July has proved a good month for the Peruvian export industry, with Eduardo Ferreyros, the Foreign Trade and Tourism Minister confirming that Peru will soon have thirteen Free Trade Agreements. Furthermore, July saw the director of Prom Peru confirming the worth of Peru Brand, a spiral shaped logo that aims to promote Peru in the export, tourism and investment industries.

The increase in number of Free Trade Agreements should boost the Peruvian economy. Peru already has a Free Trade Agreement with the United States, China, Canada and Singapore amongst others and soon countries within Europe and Central America as well as Japan, the Republic of Korea and Mexico will be added. This will no doubt be of benefit to the chullo industry as Mexico was the largest importer of the traditional Peruvian hat at the beginning of 2011.

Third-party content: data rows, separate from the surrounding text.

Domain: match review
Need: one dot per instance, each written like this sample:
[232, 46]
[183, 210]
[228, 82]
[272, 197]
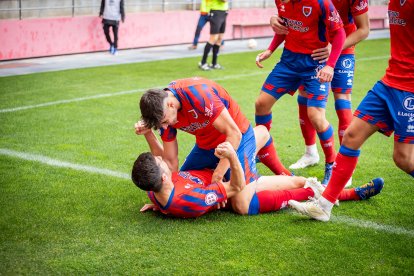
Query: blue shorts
[199, 159]
[295, 69]
[343, 78]
[390, 110]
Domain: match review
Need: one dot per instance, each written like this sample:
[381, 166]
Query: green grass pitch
[67, 221]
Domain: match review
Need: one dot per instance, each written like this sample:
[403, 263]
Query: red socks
[275, 200]
[345, 164]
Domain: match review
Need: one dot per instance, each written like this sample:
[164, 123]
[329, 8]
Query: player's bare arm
[155, 146]
[277, 24]
[361, 33]
[237, 182]
[226, 125]
[170, 155]
[263, 56]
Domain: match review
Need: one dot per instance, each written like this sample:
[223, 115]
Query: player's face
[162, 165]
[170, 115]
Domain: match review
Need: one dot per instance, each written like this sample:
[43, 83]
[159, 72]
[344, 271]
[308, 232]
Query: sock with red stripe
[308, 131]
[344, 112]
[269, 201]
[207, 49]
[265, 120]
[268, 156]
[348, 194]
[346, 162]
[326, 139]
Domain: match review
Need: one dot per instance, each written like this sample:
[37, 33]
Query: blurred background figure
[112, 11]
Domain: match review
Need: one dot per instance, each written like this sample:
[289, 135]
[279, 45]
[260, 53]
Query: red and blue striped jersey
[202, 101]
[348, 10]
[400, 71]
[193, 195]
[309, 23]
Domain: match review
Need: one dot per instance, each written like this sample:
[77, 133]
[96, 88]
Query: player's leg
[202, 21]
[267, 194]
[371, 115]
[108, 37]
[317, 98]
[279, 82]
[311, 156]
[404, 156]
[342, 84]
[115, 31]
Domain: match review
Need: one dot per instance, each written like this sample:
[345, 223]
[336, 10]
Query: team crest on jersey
[210, 198]
[208, 112]
[409, 103]
[192, 111]
[306, 10]
[362, 5]
[347, 63]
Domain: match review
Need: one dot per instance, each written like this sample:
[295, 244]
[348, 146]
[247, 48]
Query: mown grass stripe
[105, 95]
[63, 164]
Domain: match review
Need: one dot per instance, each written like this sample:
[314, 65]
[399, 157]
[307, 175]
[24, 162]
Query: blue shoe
[328, 173]
[370, 189]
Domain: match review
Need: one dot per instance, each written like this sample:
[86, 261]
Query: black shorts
[218, 22]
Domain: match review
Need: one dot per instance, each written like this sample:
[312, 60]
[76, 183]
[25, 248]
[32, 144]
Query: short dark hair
[152, 107]
[146, 173]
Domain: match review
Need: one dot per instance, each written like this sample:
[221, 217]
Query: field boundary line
[84, 168]
[62, 164]
[105, 95]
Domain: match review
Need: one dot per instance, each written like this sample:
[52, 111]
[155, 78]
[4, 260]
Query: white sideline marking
[71, 100]
[57, 163]
[140, 90]
[78, 167]
[372, 225]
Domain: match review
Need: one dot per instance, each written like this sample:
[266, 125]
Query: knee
[239, 208]
[260, 106]
[403, 161]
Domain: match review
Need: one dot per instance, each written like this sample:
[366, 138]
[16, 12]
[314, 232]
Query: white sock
[311, 150]
[325, 204]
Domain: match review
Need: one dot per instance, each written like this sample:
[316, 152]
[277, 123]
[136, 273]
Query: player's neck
[164, 194]
[172, 98]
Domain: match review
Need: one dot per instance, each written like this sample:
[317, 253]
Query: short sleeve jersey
[348, 10]
[193, 195]
[309, 23]
[400, 71]
[201, 102]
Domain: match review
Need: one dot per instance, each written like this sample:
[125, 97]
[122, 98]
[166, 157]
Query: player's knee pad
[254, 207]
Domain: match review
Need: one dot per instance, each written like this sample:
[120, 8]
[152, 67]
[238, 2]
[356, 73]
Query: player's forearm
[276, 41]
[356, 37]
[337, 42]
[155, 145]
[237, 180]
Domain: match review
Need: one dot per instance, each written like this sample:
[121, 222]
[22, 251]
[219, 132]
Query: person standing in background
[218, 15]
[111, 12]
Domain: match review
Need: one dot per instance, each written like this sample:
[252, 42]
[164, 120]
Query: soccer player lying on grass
[188, 194]
[204, 109]
[388, 107]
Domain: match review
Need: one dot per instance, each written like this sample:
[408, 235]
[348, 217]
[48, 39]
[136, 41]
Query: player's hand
[224, 150]
[140, 128]
[325, 74]
[217, 177]
[221, 204]
[278, 25]
[262, 56]
[322, 54]
[147, 207]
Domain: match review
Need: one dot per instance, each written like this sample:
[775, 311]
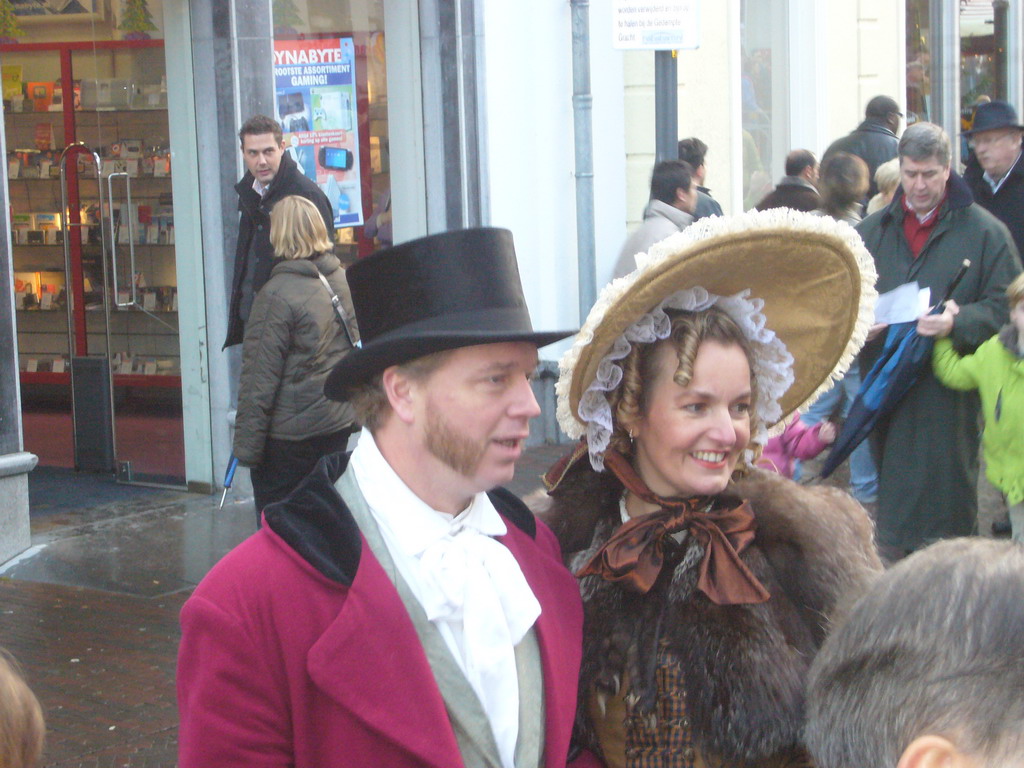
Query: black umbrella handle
[952, 286]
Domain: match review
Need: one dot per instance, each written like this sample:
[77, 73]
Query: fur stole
[744, 666]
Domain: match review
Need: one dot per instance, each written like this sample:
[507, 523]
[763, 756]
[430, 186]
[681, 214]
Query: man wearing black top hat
[399, 608]
[994, 171]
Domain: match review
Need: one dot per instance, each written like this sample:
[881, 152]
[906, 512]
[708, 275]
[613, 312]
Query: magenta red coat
[297, 650]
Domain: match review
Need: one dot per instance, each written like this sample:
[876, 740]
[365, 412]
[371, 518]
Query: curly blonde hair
[640, 368]
[22, 726]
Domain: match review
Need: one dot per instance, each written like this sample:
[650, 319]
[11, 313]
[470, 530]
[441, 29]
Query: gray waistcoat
[469, 721]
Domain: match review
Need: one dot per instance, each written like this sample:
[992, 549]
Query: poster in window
[314, 83]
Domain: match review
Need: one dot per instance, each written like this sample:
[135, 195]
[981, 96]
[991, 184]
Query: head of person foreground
[928, 670]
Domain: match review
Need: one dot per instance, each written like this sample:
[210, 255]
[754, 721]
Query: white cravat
[469, 585]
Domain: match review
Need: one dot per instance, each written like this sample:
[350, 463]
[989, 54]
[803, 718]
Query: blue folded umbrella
[903, 357]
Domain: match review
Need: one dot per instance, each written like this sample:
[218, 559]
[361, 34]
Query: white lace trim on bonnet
[772, 363]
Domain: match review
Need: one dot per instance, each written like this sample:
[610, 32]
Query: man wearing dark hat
[873, 140]
[399, 608]
[993, 171]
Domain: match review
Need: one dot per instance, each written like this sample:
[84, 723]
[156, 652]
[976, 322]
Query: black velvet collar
[315, 522]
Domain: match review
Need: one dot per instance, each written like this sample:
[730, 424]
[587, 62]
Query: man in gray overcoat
[927, 450]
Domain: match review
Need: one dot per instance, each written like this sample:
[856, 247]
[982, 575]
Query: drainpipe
[584, 143]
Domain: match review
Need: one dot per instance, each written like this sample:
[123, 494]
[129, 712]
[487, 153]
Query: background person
[926, 450]
[928, 669]
[887, 181]
[798, 441]
[844, 184]
[798, 188]
[706, 595]
[993, 171]
[673, 201]
[293, 340]
[693, 151]
[875, 140]
[996, 371]
[270, 175]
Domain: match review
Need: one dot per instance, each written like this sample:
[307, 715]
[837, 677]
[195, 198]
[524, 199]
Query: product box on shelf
[107, 93]
[40, 95]
[11, 81]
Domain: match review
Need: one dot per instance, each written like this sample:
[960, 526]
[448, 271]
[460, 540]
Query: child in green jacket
[996, 371]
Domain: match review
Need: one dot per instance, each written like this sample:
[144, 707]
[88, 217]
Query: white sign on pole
[656, 25]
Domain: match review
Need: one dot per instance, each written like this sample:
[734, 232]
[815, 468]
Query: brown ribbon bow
[635, 553]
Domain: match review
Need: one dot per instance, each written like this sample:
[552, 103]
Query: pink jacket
[282, 666]
[798, 441]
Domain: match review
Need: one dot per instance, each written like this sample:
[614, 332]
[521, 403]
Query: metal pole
[666, 105]
[584, 144]
[1000, 31]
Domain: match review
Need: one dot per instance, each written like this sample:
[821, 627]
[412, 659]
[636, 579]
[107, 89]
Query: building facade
[117, 258]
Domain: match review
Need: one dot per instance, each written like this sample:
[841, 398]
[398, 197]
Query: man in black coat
[270, 175]
[873, 140]
[693, 151]
[994, 171]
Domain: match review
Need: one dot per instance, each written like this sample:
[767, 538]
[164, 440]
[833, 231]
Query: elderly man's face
[924, 182]
[997, 150]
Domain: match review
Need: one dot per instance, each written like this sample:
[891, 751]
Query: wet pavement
[91, 612]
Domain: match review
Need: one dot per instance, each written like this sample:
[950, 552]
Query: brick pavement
[102, 663]
[102, 666]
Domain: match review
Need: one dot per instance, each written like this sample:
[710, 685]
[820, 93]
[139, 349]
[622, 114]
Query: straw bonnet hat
[801, 286]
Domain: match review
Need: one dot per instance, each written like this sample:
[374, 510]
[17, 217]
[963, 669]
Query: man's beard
[452, 448]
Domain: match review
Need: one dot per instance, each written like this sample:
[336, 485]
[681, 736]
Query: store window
[764, 71]
[88, 142]
[331, 87]
[982, 28]
[984, 40]
[919, 62]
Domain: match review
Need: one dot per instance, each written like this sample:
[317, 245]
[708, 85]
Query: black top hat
[444, 291]
[995, 114]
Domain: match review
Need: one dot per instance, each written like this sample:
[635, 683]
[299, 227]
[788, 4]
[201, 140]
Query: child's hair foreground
[1015, 291]
[22, 727]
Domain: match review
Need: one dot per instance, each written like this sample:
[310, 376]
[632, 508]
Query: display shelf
[166, 381]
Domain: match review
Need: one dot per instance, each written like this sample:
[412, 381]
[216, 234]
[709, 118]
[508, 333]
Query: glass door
[119, 363]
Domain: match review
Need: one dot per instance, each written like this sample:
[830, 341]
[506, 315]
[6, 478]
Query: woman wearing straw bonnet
[708, 586]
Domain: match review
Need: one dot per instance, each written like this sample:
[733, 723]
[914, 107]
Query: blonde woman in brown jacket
[293, 340]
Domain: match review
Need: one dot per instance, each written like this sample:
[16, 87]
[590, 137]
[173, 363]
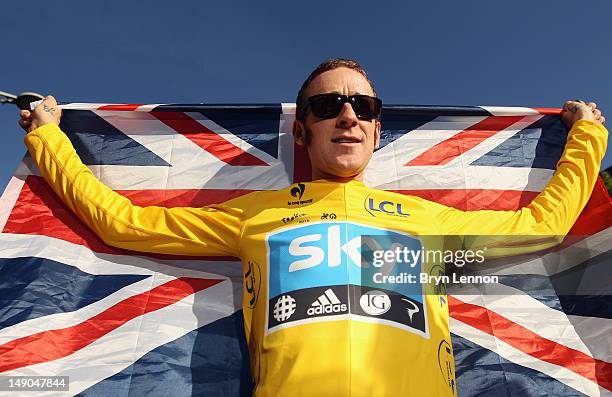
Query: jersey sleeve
[212, 230]
[553, 212]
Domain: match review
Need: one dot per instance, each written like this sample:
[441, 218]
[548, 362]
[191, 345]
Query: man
[311, 320]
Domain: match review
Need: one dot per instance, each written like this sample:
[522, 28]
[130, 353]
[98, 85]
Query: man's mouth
[346, 139]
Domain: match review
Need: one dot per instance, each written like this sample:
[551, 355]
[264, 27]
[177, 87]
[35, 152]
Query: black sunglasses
[327, 106]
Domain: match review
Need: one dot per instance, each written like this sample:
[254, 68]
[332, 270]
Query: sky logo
[324, 254]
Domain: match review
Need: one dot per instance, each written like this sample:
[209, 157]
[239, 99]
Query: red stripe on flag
[465, 140]
[476, 199]
[125, 107]
[531, 343]
[181, 197]
[548, 110]
[208, 140]
[58, 343]
[38, 211]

In recent years the chullo has become a fashion item across the world and according to the Peruvian Exporters’ Association (Adex) chullos were exported to 22 different countries during the first five months of the year; good news for all those missing Peru or those wishing they had bought an extra chullo or two whilst in Peru. The majority of these chullos have been made out of alpaca wool or a combination of alpaca wool with synthetic materials, such as acrylic. Alpaca is becoming increasingly well known as a high quality material all over the world, so exports of a wide range of alpaca clothing products are expected to increase over the coming years.

Continuing with the rise of Peruvian clothing exports, Peruvian shoe exports to Chile are thriving with exports predicted to grow 30% this year. In 2009, exports of Peruvian shoes to Chile represented only US$228 thousand, but they have rapidly increased year on year to this years predicted $3.3 million. Trujillo is well known in Peru for being the best place to find shoes, with a long history in shoe production.

The demand for high quality Peruvian shoes provides a good opportunity for Peruvian export companies, states The Lima Chamber of Commerce (CCL). However, it is not only leather shoes that are being exported from Peru; many countries including the United Kingdom are now importing traditionally designed alpaca and material shoes from Peru.

This rise in Peru’s export industry can only help to boost development. Many business opportunities in this industry await for people who work within the clothing business and many other areas across the South American country.